When it comes to enterprise software (or any software, really), there is a well-known split between software or services that are run, operated, and managed locally, by a company’s own employees or IT staff, and software or services that run in the cloud, operated and managed by someone else.

This split is frequently referred to as the split between “on-prem” and “cloud” software.  That’s all well and good, but unfortunately many people don’t realize what “prem” is abbreviating.

More often than not, when some is speaking or writing the full term, they will refer to “on-premise” software, which is incorrect and doesn’t really make any sense.  The term is properly “on-premises.”

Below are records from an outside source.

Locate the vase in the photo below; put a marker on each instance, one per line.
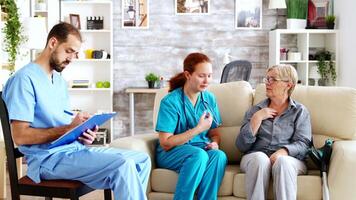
(296, 23)
(151, 84)
(330, 25)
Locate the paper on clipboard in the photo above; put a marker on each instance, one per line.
(72, 135)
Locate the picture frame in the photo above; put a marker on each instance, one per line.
(192, 7)
(317, 11)
(75, 20)
(135, 14)
(248, 14)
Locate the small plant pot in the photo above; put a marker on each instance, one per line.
(296, 23)
(330, 25)
(326, 82)
(151, 84)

A premise is a supposition or presumption.  E.g. “The underlying premise of his philosophy is all wrong,” “I took the car on the premise that you would not need it tonight.”

Premises are an area of land, along with its buildings.  E.g. “I was asked to leave the premises,” “There is treasure somewhere on the premises.”

Thus the term “on-premise” software doesn’t really have much meaning.  Software which really matches my assumptions?  ”On-premises” software is clearly the intended term:  it’s software which is operated on the premises, not somewhere else.

There is discussion of this common error on the Wikipedia talk page for “On-premises software,” but the editors opted to leave the discussion out of the page proper.